And Now For Something Completely Different…
My daughter-in-law stuck a video on her Facebook page, with the comment that it represented the essence of what she endured many times a day in her work. I watched it, thought it was brilliantly done, and then saw my daughter post it on her page. Her story is a bit different, as she is kind of a collections agent for a company and calls deadbeat corporate customers. She claims that she averages three per week of what the video presents, only with a lot of hostility in the mix. Yum!
The video simply has to do with what business conference calls tend to be like today, with enabling technologies promising so much and delivering something quite different. “A Conference Call in Real Life” by Don’tBeThatGuyFilms cleverly reveals the holes in the digital promise of bringing people together.
As for me, back in the mesozoic age, conference calls did exist, and the differing technology required a different methodology. Since this was well before Skype and the Internet, there were only two practical ways to bring people together without the expense of physically bringing them together.
One was to pick up the phone and go through the gyrations of calling one participant before adding a third one. This was always awkward, with varying rates of success. Truth to tell, it became awkward after companies decided to save money and get rid of all the secretaries. The few survivors, called “Administrative Assistants”, were each loaded with 10 execs instead of one or two. As an aside, I’m not sure of why “secretary” came to be regarded as a pejorative term – the ones I knew were worth their weight in gold, and I’m not exaggerating much. They neatly and adeptly took care of what you yourself were crappy and slow at, so that you could bear down on what you were there for. And they knew they were good – they could observe an engineer flailing helplessly at some routine task that they could nail down in seconds. “Here, let me do that.” Bang. Done.

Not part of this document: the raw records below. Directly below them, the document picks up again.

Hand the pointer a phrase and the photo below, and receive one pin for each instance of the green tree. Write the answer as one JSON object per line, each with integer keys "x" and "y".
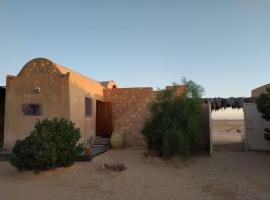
{"x": 53, "y": 143}
{"x": 175, "y": 121}
{"x": 263, "y": 105}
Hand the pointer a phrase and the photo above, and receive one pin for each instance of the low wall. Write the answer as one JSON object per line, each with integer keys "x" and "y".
{"x": 130, "y": 111}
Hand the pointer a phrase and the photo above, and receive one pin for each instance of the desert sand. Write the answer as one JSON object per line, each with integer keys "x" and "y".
{"x": 226, "y": 175}
{"x": 228, "y": 131}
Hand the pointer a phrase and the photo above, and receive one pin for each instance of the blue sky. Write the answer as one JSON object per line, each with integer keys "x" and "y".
{"x": 222, "y": 45}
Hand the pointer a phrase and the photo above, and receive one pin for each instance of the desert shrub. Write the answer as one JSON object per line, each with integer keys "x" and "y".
{"x": 53, "y": 143}
{"x": 175, "y": 121}
{"x": 263, "y": 105}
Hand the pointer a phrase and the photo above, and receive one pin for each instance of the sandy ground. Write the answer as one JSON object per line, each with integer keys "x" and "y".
{"x": 226, "y": 175}
{"x": 228, "y": 131}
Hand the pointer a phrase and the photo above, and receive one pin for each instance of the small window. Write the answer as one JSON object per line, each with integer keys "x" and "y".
{"x": 31, "y": 109}
{"x": 88, "y": 106}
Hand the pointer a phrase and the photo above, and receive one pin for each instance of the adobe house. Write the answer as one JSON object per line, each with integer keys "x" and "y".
{"x": 44, "y": 89}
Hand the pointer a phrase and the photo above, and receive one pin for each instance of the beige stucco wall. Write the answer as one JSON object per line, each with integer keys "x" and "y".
{"x": 53, "y": 98}
{"x": 79, "y": 89}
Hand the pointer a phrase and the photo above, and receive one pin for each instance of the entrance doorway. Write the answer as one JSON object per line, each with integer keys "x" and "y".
{"x": 2, "y": 114}
{"x": 104, "y": 119}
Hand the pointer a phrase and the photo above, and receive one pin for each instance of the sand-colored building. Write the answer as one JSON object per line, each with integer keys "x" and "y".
{"x": 44, "y": 89}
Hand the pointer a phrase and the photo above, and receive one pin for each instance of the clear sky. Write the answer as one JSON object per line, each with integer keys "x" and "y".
{"x": 224, "y": 45}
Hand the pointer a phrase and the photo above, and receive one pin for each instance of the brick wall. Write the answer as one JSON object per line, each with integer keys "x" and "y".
{"x": 129, "y": 111}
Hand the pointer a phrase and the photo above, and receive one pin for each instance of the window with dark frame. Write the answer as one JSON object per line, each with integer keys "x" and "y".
{"x": 88, "y": 106}
{"x": 31, "y": 109}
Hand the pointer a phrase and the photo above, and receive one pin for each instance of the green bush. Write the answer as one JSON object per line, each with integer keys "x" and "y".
{"x": 175, "y": 122}
{"x": 263, "y": 105}
{"x": 53, "y": 143}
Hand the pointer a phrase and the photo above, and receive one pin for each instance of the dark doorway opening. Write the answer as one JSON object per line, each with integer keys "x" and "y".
{"x": 104, "y": 118}
{"x": 2, "y": 114}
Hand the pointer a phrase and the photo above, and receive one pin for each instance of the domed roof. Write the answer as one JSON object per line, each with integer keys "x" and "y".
{"x": 44, "y": 65}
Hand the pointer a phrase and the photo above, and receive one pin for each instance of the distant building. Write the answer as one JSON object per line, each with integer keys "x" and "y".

Administrative Assistants were neatly prevented from being so by the sheer load of work stacked on their desks. The word “backlog” came into vogue then. The AA’s hope was merely to survive the stress, and they had no time or energy to step into situations unasked, and help. Naturally, anyone below the rank of the Holy Ten never saw a secretary again, and were forced to stay literate and learn to type. Perhaps unrelated, Human Resources began to add a prohibition against bringing firearms onto company property at about this time.

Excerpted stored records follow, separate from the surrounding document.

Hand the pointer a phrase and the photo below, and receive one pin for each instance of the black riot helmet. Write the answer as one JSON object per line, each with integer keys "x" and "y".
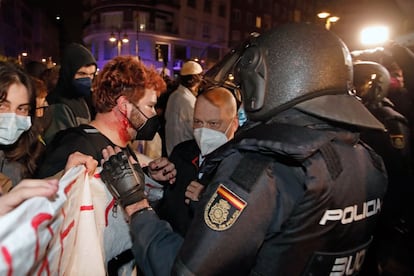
{"x": 294, "y": 65}
{"x": 371, "y": 81}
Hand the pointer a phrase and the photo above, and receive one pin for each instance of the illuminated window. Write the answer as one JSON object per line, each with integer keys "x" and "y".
{"x": 258, "y": 22}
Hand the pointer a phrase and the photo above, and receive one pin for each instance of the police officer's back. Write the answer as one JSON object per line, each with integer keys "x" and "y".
{"x": 296, "y": 192}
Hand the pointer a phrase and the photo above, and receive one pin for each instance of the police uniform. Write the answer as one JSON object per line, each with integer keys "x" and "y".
{"x": 297, "y": 191}
{"x": 287, "y": 200}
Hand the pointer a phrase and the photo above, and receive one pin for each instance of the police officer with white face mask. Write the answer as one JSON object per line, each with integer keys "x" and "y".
{"x": 215, "y": 122}
{"x": 295, "y": 193}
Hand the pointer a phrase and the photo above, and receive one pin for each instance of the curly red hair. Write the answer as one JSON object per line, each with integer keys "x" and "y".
{"x": 124, "y": 76}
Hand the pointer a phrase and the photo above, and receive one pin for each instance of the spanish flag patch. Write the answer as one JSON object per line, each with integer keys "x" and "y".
{"x": 223, "y": 209}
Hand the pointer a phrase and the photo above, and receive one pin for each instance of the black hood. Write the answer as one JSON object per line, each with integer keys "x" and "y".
{"x": 74, "y": 57}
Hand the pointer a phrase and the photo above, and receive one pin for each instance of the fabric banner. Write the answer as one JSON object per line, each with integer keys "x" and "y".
{"x": 74, "y": 234}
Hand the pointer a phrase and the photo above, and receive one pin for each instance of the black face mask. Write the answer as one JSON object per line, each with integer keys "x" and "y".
{"x": 149, "y": 128}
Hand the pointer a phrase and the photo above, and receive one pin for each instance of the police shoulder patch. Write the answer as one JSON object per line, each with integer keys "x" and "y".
{"x": 223, "y": 209}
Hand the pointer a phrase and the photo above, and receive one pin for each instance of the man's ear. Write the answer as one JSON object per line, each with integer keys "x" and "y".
{"x": 122, "y": 104}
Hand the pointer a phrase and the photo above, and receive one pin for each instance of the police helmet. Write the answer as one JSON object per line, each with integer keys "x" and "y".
{"x": 372, "y": 81}
{"x": 296, "y": 65}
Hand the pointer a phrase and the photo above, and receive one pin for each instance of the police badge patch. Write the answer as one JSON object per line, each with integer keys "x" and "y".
{"x": 397, "y": 141}
{"x": 223, "y": 209}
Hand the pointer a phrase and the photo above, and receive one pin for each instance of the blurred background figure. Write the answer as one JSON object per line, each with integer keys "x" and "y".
{"x": 180, "y": 106}
{"x": 71, "y": 100}
{"x": 391, "y": 250}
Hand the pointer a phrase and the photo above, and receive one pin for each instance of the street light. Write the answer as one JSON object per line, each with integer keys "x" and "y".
{"x": 375, "y": 35}
{"x": 329, "y": 19}
{"x": 119, "y": 40}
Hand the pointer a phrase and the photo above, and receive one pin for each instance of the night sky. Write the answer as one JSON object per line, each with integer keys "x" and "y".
{"x": 71, "y": 13}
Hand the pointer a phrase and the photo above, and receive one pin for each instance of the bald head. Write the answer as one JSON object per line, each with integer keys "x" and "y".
{"x": 216, "y": 109}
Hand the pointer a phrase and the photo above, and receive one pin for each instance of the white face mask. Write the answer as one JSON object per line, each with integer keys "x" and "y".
{"x": 209, "y": 139}
{"x": 12, "y": 126}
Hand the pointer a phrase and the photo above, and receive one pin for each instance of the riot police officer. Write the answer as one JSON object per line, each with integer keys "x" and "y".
{"x": 295, "y": 192}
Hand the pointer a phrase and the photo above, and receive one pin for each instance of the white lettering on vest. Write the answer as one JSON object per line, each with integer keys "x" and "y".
{"x": 350, "y": 213}
{"x": 348, "y": 265}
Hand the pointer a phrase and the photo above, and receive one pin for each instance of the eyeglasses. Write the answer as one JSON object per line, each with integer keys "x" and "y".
{"x": 82, "y": 74}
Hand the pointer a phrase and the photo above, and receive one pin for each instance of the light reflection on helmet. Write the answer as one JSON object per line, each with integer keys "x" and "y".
{"x": 372, "y": 81}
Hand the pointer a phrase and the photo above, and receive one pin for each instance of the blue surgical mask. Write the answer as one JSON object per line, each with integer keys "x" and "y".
{"x": 12, "y": 127}
{"x": 82, "y": 87}
{"x": 241, "y": 114}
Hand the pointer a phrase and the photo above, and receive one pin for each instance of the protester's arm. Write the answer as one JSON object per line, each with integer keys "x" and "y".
{"x": 162, "y": 169}
{"x": 77, "y": 158}
{"x": 155, "y": 245}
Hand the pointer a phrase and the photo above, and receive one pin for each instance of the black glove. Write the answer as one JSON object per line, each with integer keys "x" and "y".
{"x": 125, "y": 181}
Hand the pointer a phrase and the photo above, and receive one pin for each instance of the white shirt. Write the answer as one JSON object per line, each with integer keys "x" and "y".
{"x": 179, "y": 117}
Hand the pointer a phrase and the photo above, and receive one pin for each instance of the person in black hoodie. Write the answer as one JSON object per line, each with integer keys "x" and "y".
{"x": 70, "y": 101}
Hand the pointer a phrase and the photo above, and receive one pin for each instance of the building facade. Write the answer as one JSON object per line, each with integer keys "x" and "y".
{"x": 163, "y": 32}
{"x": 27, "y": 32}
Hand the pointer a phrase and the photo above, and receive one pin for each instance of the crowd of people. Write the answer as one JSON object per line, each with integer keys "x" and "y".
{"x": 318, "y": 180}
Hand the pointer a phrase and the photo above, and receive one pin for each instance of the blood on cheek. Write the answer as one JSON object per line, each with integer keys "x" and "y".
{"x": 123, "y": 131}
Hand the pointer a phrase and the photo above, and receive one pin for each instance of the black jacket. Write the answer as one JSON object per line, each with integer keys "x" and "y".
{"x": 172, "y": 207}
{"x": 282, "y": 200}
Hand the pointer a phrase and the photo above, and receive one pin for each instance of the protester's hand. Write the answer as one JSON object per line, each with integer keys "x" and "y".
{"x": 27, "y": 188}
{"x": 162, "y": 169}
{"x": 193, "y": 192}
{"x": 123, "y": 176}
{"x": 78, "y": 158}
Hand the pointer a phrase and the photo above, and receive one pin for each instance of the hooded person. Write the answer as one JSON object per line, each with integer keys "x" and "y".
{"x": 296, "y": 192}
{"x": 70, "y": 101}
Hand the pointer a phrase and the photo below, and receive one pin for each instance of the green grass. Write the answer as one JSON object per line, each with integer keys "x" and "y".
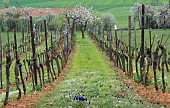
{"x": 119, "y": 8}
{"x": 91, "y": 77}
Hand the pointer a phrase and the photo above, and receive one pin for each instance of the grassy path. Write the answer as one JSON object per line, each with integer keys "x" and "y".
{"x": 91, "y": 82}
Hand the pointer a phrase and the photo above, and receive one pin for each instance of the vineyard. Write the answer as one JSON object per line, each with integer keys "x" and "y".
{"x": 84, "y": 56}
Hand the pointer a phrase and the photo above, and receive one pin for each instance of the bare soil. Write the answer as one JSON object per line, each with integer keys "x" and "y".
{"x": 149, "y": 93}
{"x": 28, "y": 100}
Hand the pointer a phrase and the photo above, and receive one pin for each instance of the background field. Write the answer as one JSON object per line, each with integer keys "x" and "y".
{"x": 120, "y": 8}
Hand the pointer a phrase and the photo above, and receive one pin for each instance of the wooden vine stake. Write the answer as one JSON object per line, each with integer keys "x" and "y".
{"x": 34, "y": 76}
{"x": 142, "y": 45}
{"x": 47, "y": 56}
{"x": 1, "y": 62}
{"x": 8, "y": 65}
{"x": 130, "y": 55}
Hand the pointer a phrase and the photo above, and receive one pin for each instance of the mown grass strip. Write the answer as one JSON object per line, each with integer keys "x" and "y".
{"x": 91, "y": 82}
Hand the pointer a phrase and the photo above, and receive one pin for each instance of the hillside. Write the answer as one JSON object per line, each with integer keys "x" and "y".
{"x": 113, "y": 6}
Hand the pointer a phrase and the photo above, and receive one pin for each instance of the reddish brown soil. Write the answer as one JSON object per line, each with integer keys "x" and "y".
{"x": 149, "y": 92}
{"x": 27, "y": 101}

The second way to make a conference call was mainly to be able to gather two large groups together by phone. Company A would gather its execs, salesmen and engineers in their conference room, and Company B, the customer, would gather its purchasing agent, marketing guy, QC, production, and any other technical people in their conference room. A speakerphone on each of the two tables was linked by standard landlines, and the call was made at a prearranged time. Each group could interact among themselves with hand signs, facial expressions, notes, and muted voices if needed, while official conversation went into the speakerphone. Perhaps most importantly, there was always a conductor of sorts. This was either the highest-ranking person, or the “driver” of the call’s purpose. That person opened the connection, did introductions, served as spokesman and narrator, led discussion at his/her own end, made sure that the purpose of the call or the problem faced was clearly identified and understood by all, and summarized at the conclusion to officially end the call. The system yielded good results and was as reliable as a brick. The only drawback was that the initial minute of the call had to be used to get everyone (everyone who needed to be heard) at a hear-able distance from the phone’s mic, and that it paid to get an expensive high quality unit. Cheapos sounded like tin cans and string, underwater.

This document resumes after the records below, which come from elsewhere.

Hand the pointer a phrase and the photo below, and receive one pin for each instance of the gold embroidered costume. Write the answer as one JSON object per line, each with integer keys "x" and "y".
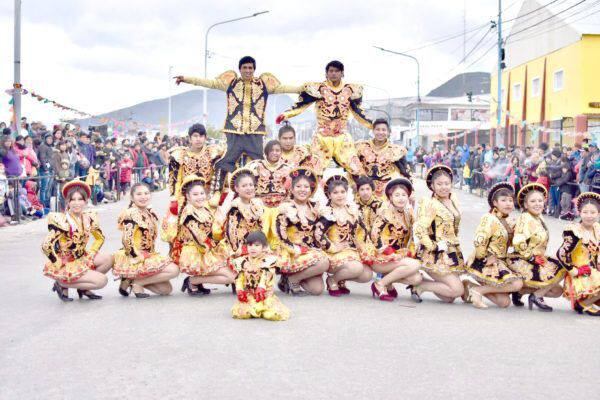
{"x": 255, "y": 273}
{"x": 435, "y": 222}
{"x": 65, "y": 245}
{"x": 493, "y": 238}
{"x": 341, "y": 234}
{"x": 185, "y": 162}
{"x": 333, "y": 106}
{"x": 382, "y": 163}
{"x": 200, "y": 254}
{"x": 299, "y": 156}
{"x": 272, "y": 185}
{"x": 368, "y": 210}
{"x": 580, "y": 247}
{"x": 138, "y": 257}
{"x": 530, "y": 240}
{"x": 239, "y": 221}
{"x": 392, "y": 229}
{"x": 296, "y": 231}
{"x": 246, "y": 100}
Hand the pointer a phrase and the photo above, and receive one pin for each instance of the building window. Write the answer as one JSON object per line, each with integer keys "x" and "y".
{"x": 535, "y": 87}
{"x": 433, "y": 114}
{"x": 517, "y": 90}
{"x": 559, "y": 80}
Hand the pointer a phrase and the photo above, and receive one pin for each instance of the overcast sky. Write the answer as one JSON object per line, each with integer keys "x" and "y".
{"x": 100, "y": 55}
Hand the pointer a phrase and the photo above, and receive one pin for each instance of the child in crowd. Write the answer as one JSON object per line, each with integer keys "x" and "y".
{"x": 255, "y": 282}
{"x": 126, "y": 166}
{"x": 148, "y": 179}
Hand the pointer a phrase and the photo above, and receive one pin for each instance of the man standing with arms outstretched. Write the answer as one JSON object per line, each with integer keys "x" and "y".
{"x": 246, "y": 104}
{"x": 335, "y": 101}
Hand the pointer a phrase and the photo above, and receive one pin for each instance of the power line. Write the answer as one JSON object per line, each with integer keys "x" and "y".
{"x": 445, "y": 39}
{"x": 531, "y": 12}
{"x": 546, "y": 19}
{"x": 564, "y": 23}
{"x": 478, "y": 28}
{"x": 477, "y": 45}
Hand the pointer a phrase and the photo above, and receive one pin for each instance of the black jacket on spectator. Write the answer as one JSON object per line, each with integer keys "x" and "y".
{"x": 554, "y": 169}
{"x": 45, "y": 153}
{"x": 563, "y": 182}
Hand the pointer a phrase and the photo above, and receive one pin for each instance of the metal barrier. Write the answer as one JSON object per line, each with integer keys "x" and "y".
{"x": 112, "y": 183}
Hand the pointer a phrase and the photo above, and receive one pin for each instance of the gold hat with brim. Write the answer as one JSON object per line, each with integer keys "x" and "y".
{"x": 586, "y": 196}
{"x": 335, "y": 178}
{"x": 530, "y": 187}
{"x": 235, "y": 173}
{"x": 433, "y": 170}
{"x": 76, "y": 183}
{"x": 495, "y": 188}
{"x": 308, "y": 174}
{"x": 404, "y": 182}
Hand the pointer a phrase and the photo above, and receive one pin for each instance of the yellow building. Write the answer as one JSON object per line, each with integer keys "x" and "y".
{"x": 551, "y": 85}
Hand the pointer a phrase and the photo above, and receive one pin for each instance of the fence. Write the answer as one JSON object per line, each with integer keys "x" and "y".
{"x": 113, "y": 183}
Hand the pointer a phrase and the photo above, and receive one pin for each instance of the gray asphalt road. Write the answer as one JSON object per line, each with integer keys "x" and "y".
{"x": 351, "y": 347}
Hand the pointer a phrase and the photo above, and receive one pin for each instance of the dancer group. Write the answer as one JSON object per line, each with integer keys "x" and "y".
{"x": 242, "y": 220}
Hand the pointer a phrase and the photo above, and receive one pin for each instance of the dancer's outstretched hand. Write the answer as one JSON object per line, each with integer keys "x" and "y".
{"x": 260, "y": 294}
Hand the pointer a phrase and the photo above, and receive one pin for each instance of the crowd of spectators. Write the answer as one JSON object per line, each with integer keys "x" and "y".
{"x": 37, "y": 161}
{"x": 564, "y": 170}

What particularly amuses me about the video is that it clearly depicts the tradeoffs from the old days. At what point does progress devolve into mere change? Modern conference calls equate to an old 3-way phone call on steroids. There’s no need to gather people into two rooms. The number of participants can be large. Heck, they can all call from home in their pajamas, theoretically. Landlines, cellphones, you name it. Wherever, whenever.
What was lost? The sense of connection, cohesiveness and direction. When you’re interacting in a room with your cohorts while talking with a second gathered group on the other end of a reliable audio connection, everybody tends to stay on the same page. Everything stays direct and to the point. When a purchasing agent states a need to know how something works, the engineer at the other end is going to answer differently with his boss and boss’ boss sitting across the table. He may notice their expression of concern that nothing proprietary is mentioned, or they may interact at low voice levels for a moment to shape the true best answer. It worked well, and I could just imagine the difference in risk, time taken, and sense of purpose if I were talking solo in my own cubicle on a modern conference call not initiated by me. I think I would have a sense that not everything was accomplished. I’d be looking for missing limbs, so to speak. Solo talk is like email: it does not convey background, is often inaccurate, shaded or poorly expressed, and is a single viewpoint devoid of groupthink. If this humorous video actually runs too close to reality, then I think my working diet would include animal tranquilizers at 8, 11, and 2.